Early 50th birthday greetings to car maker and would-be space traveller Elon Musk, born on 28 June 1971 in Pretoria, South Africa, and to information technology specialist Julian Assange, born on 3 July 1971 in Townsville, Queensland, Australia.
Also wishing a belated happy 50th to the Intel 4004, which IEEE Spectrum magazine calls “the world’s first microprocessor – a complete general-purpose CPU on a single chip”.
The 4004 became available for commercial sale in March 1971. IEEE Spectrum, published by the New York-based Institute of Electrical and Electronics Engineers, says its release “marked the beginning of Intel’s rise to global dominance in the processor industry”.
The Computer Wiki calls the 4004 “history’s first monolithic CPU, fully integrated in one small chip”, adding that “such a feat of integration was made possible by the use of the then new silicon gate technology, which allowed twice the number of random-logic transistors and an increase in speed by a factor of five compared to the incumbent technology”.
The 4004 story starts in Japan with engineer Masatoshi Shima, working for Busicom, a Japanese company making office calculators and looking to upgrade its product line.
As Spectrum explains, in April 1969, Busicom signed a deal with California-based technology company Intel to develop a custom set of chips for a new version of its calculator.
Shima, Spectrum says, was sent to California to work with the Intel development team. He “proposed an eight-chip system: three chips to interface with peripherals such as the keyboard and printer, one chip to store data, one chip to store program code, and two chips that together would make up the CPU”.
Marcian “Ted” Hoff, who was leading the Intel effort, proposed halving the chip count: “One 256-byte program memory chip, dubbed the 4001, one 40-byte data memory chip, the 4002, a peripheral interface chip, the 4003, and one CPU chip, the 4004. The whole system – called the MCS-4 – would be 4-bit, significantly reducing the number of pins needed to interconnect the chips.”
In Japan, Busicom went to work writing software for its new calculator, and Intel came up with production schedules for the MCS-4.
Before work at Intel could commence, however, the company found its production team lacked one crucial member: a chip designer, the person who would work out “exactly how and where transistors and other components are to be patterned on the physical chip”.
Enter Federico Faggin, born in Vicenza, Italy, on 1 December 1941.
In an interview published by the Engineering and Technology History Wiki, Faggin says “one of the best gifts I was ever given was a Meccano when I was nine years old. I really enjoyed the Meccano so much because I could build things. I wasn’t following any instructions; just my imagination. It was very empowering.”
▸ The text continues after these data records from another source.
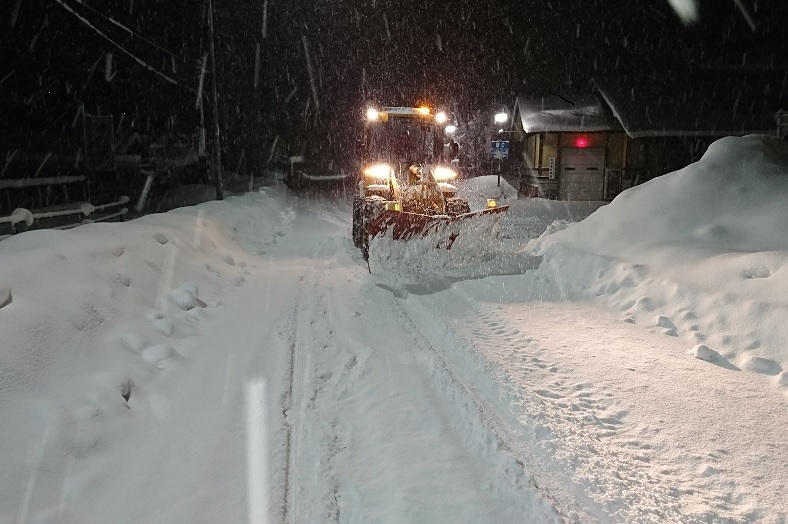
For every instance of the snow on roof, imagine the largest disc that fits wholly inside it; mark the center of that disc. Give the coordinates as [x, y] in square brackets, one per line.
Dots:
[700, 103]
[583, 112]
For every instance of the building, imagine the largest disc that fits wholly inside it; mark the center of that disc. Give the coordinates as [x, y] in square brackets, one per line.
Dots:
[592, 146]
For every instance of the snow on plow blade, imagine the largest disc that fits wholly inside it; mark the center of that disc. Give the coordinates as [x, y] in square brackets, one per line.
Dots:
[410, 237]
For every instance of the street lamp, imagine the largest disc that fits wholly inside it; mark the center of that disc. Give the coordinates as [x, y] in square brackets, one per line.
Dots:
[500, 118]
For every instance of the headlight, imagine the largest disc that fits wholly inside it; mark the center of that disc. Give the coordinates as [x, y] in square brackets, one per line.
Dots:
[378, 171]
[444, 173]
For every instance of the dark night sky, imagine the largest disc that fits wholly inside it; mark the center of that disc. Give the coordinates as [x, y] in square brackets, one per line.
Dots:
[460, 53]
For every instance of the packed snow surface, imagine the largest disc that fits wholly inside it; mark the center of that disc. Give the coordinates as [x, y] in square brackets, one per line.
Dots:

He attended a technical high school, Istituto Tecnico Industriale Statale Alessandro Rossi, where he focused on studies of radio technology and electronics. At 19 he went to work in the research and development department of Olivetti, the renowned Italian electronics company best known as a maker of office equipment such as typewriters and fax machines.
While there, he designed and built a computer. It was “about as wide as a door frame and about seven feet (two metres) high,” Faggin says. “It was an adaptation of an American concept published in a technical magazine.”
His idea was to “scale it up and build an experimental computer and see what you could do with something like that. This computer had a 4K-word magnetic core memory. A word was 12 bits. I designed all the central control and built the machine.”
Asked where his understanding of digital concepts came from, Faggin says he “took a course at Olivetti at the beginning of my employment. It was about one month long. Then I bought some books and learned from them.”
After Olivetti, Faggin resumed his studies, earning a degree in physics from the University of Padua, Italy, in 1965.
Faggin came to the US in early 1968 to work for Fairchild Semiconductor, a pioneering company in the “Silicon Valley” starting to take shape in northern California.
“Within a short period of time at Fairchild,” he says, “I developed the silicon gate technology, which was the first process technology that allowed the manufacturing of self-aligned gate MOS (metal oxide silicon) integrated circuits. This was the technology that made possible the fabrication of semiconductor memories and the microprocessor.”
Faggin continued to design products for Intel until 1974, when he and his partners formed their own microprocessor production business, Zilog, in 1974.
In 2011, Faggin and his wife, Elvia, founded the Federico and Elvia Faggin Foundation, “a non-profit organisation dedicated to the scientific study of consciousness”.
The foundation “supports research programs at US universities and institutes to advance the understanding of consciousness through theoretical and experimental research”.